The continuous exposure to videogames, online games and social networks change the way of perceiving oneself and others, the way of seeing and living the surrounding world. In fact, what many young people have to deal with for most of the hours of the day does not consist in the “real” world but artificially created, in a computer space, which goes beyond the limits of everyday reality, applying its rules (often non-rules) to which to comply in order to make the best use of the platform chosen.
Just think of the immediacy of reaching people through smartphones, the use of online chats or social networks, to be always informed about the activities of others that interest us. One can create the illusion of always being in company, when in reality one finds oneself in solitude with one's own smartphone/console, a solitude denied by superficial, circumstantial relationships based on the appearance of social sharing. Or, just as dangerous, we are increasingly building a façade Self, of appearance, predominant but not true, for fear of being judged “not enough” by our followers, who have taken the place of friends.
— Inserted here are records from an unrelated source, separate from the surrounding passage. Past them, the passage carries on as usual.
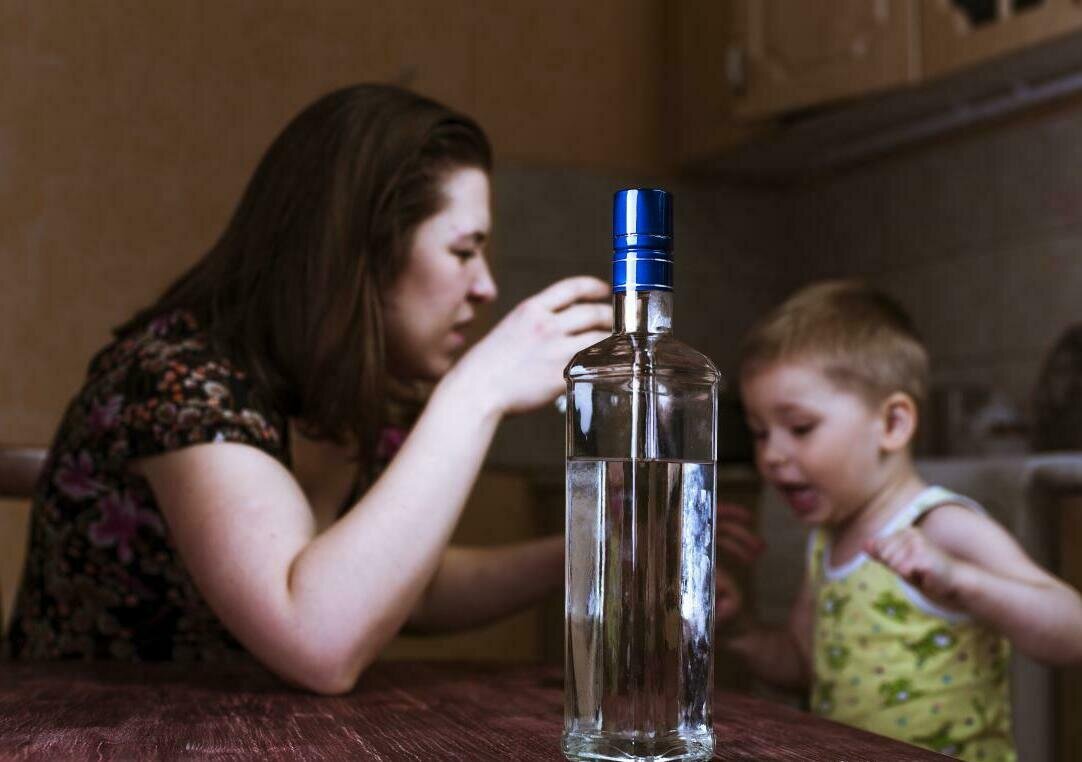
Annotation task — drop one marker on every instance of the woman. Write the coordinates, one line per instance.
(215, 485)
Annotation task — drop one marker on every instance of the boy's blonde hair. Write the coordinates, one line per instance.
(861, 339)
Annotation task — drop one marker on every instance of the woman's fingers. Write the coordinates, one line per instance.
(580, 288)
(733, 510)
(739, 540)
(585, 316)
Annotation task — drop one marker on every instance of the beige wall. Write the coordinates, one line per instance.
(979, 237)
(128, 130)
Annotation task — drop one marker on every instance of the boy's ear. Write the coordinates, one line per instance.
(899, 421)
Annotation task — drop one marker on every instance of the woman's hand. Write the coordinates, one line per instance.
(735, 535)
(519, 365)
(737, 540)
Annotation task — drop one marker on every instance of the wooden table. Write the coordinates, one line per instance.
(422, 711)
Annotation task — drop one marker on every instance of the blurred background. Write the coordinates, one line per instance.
(931, 146)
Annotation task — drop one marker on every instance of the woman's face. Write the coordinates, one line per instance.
(430, 305)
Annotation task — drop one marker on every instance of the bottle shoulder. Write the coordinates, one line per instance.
(628, 354)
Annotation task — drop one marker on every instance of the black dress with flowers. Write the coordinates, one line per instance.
(103, 579)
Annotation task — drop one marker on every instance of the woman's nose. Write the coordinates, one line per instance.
(483, 288)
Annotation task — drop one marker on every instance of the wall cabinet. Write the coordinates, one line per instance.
(794, 54)
(957, 34)
(742, 64)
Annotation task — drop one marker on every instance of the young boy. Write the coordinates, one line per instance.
(912, 595)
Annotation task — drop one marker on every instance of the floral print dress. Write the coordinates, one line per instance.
(103, 579)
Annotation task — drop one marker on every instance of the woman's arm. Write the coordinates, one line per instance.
(318, 607)
(970, 563)
(474, 586)
(779, 655)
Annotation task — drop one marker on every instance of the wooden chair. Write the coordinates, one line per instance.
(20, 467)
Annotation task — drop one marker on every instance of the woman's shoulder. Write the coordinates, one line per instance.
(169, 385)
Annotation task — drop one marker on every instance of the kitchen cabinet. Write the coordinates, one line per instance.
(748, 67)
(792, 54)
(958, 34)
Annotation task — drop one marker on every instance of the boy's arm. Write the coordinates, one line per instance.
(779, 655)
(967, 562)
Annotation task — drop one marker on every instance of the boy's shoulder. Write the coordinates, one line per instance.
(961, 530)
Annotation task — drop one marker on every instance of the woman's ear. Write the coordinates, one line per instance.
(899, 421)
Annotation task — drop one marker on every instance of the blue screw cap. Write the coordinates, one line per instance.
(642, 240)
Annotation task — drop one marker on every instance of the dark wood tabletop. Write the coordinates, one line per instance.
(422, 711)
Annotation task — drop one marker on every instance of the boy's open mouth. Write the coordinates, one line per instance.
(801, 497)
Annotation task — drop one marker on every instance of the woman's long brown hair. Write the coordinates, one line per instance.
(292, 291)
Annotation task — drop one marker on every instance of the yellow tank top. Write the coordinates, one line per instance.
(888, 660)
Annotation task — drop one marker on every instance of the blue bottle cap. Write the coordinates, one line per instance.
(642, 240)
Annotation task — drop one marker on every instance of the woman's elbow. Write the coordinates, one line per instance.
(326, 672)
(330, 677)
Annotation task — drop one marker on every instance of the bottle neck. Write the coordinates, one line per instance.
(643, 312)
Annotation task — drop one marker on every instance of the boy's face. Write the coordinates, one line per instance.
(817, 444)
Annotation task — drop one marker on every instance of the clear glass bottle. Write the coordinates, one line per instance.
(642, 410)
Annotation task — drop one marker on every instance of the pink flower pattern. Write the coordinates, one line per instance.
(75, 476)
(104, 416)
(121, 517)
(103, 578)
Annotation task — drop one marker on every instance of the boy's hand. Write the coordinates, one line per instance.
(911, 555)
(735, 536)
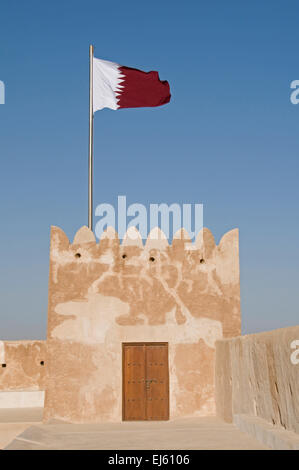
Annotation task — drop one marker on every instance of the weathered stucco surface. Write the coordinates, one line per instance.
(20, 365)
(258, 375)
(101, 295)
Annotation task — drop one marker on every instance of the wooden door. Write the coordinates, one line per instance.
(145, 381)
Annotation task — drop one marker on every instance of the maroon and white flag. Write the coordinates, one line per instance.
(116, 86)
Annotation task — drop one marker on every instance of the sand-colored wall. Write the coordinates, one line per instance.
(258, 375)
(104, 294)
(20, 365)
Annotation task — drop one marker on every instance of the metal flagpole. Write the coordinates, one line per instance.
(90, 153)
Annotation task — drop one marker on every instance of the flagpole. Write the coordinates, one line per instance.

Anxieties, worries and violence
The use of the virtual world has thus allowed the proliferation of pages in which the ideal models can become more and more ideal, more and more perfect, building an insurmountable gap between reality and virtually/appearance.
Especially in adolescence, a period of life during which one is strongly looking for an ideal to be inspired by, the continuous exposure to idealized models of success, talent, beauty, wealth, “beautiful life”, can lead to a distortion of one's sense of perceived effectiveness, of self-esteem.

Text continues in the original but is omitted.